LinuxLists.cc - [PATCH] sched/fair: Optimize sum computation with a lookup table

2016-04-08 09:49:59

Subject: [PATCH] sched/fair: Optimize sum computation with a lookup table

__compute_runnable_contrib() uses a loop to compute sum, whereas a
table loopup can do it faster in a constant time.

Signed-off-by: Yuyang Du <[email protected]>
---
kernel/sched/fair.c | 20 ++++++++++++--------
1 file changed, 12 insertions(+), 8 deletions(-)

diff --git a/kernel/sched/fair.c b/kernel/sched/fair.c
index b8cc1c3..32bc4ef 100644
--- a/kernel/sched/fair.c
+++ b/kernel/sched/fair.c
@@ -2603,6 +2603,15 @@ static const u32 runnable_avg_yN_sum[] = {
};

/*
+ * Precomputed \Sum y^k { 1<=k<=n, where n%32=0). Values are rolled down to
+ * lower integers.
+ */
+static const u32 __accumulated_sum_N32[] = {
+ 0, 23371, 35056, 40899, 43820, 45281,
+ 46011, 46376, 46559, 46650, 46696, 46719,
+};
+
+/*
* Approximate:
* val * y^n, where y^32 ~= 0.5 (~1 scheduling period)
*/
@@ -2650,14 +2659,9 @@ static u32 __compute_runnable_contrib(u64 n)
else if (unlikely(n >= LOAD_AVG_MAX_N))
return LOAD_AVG_MAX;

- /* Compute \Sum k^n combining precomputed values for k^i, \Sum k^j */
- do {
- contrib /= 2; /* y^LOAD_AVG_PERIOD = 1/2 */
- contrib += runnable_avg_yN_sum[LOAD_AVG_PERIOD];
-
- n -= LOAD_AVG_PERIOD;
- } while (n > LOAD_AVG_PERIOD);
-
+ /* Since n < LOAD_AVG_MAX_N, n/LOAD_AVG_PERIOD < 11 */
+ contrib = __accumulated_sum_N32[n/LOAD_AVG_PERIOD];
+ n %= LOAD_AVG_PERIOD;
contrib = decay_load(contrib, n);
return contrib + runnable_avg_yN_sum[n];
}
--
1.7.9.5

2016-04-08 10:31:47

by Joe Perches

[permalink] [raw]

Subject: Re: [PATCH] sched/fair: Optimize sum computation with a lookup table

On Fri, 2016-04-08 at 10:07 +0800, Yuyang Du wrote:
> __compute_runnable_contrib() uses a loop to compute sum, whereas a
> table lookup can do it faster in a constant time.

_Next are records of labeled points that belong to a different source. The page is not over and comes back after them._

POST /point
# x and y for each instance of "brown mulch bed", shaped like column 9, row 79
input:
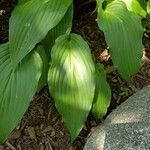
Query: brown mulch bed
column 42, row 128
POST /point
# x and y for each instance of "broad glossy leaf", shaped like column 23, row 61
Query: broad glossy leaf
column 137, row 6
column 123, row 33
column 30, row 22
column 43, row 79
column 17, row 88
column 64, row 26
column 71, row 80
column 102, row 96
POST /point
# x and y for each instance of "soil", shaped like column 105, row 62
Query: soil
column 42, row 128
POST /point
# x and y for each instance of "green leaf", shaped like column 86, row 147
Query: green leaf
column 102, row 96
column 64, row 26
column 71, row 80
column 137, row 6
column 148, row 7
column 43, row 79
column 30, row 23
column 123, row 33
column 17, row 89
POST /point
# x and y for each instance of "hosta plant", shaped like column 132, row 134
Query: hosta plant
column 42, row 50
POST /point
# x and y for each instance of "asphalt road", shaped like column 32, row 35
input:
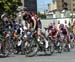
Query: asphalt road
column 56, row 57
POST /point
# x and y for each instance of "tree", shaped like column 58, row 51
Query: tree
column 9, row 6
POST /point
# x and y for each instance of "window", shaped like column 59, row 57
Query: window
column 73, row 4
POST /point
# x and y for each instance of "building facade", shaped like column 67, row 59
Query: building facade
column 62, row 4
column 31, row 5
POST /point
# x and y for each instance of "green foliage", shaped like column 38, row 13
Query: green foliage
column 43, row 16
column 9, row 6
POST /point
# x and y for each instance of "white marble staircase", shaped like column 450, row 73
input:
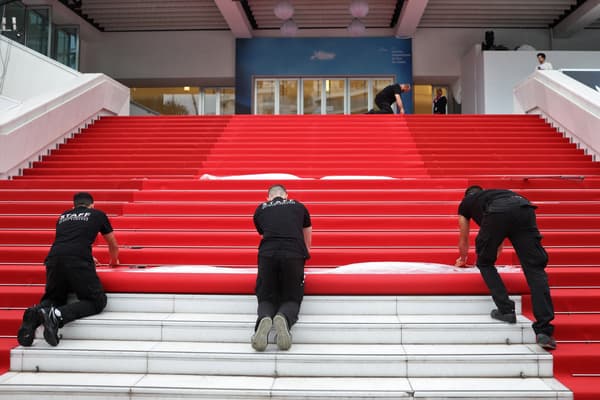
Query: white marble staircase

Perhaps this becomes rather fragile code overly dependent on the
current #define values of LOAD_AVG_MAX_N and LOAD_AVG_PERIOD.

Perhaps this comment just above the definitions of LOAD_AVG_MAX_N
and LOAD_AVG_PERIOD should be updated to include this new table:

?* Note: The tables runnable_avg_yN_inv and runnable_avg_yN_sum are
?* dependent on this value.

Perhaps the __ prefix for __accumulated_sum_N32 is odd as both of
the runnable_avg_yN_ tables are not __ prefixed.

2016-04-08 10:44:41

by Peter Zijlstra

[permalink] [raw]

Subject: Re: [PATCH] sched/fair: Optimize sum computation with a lookup table

On Fri, Apr 08, 2016 at 10:07:20AM +0800, Yuyang Du wrote:
> __compute_runnable_contrib() uses a loop to compute sum, whereas a
> table loopup can do it faster in a constant time.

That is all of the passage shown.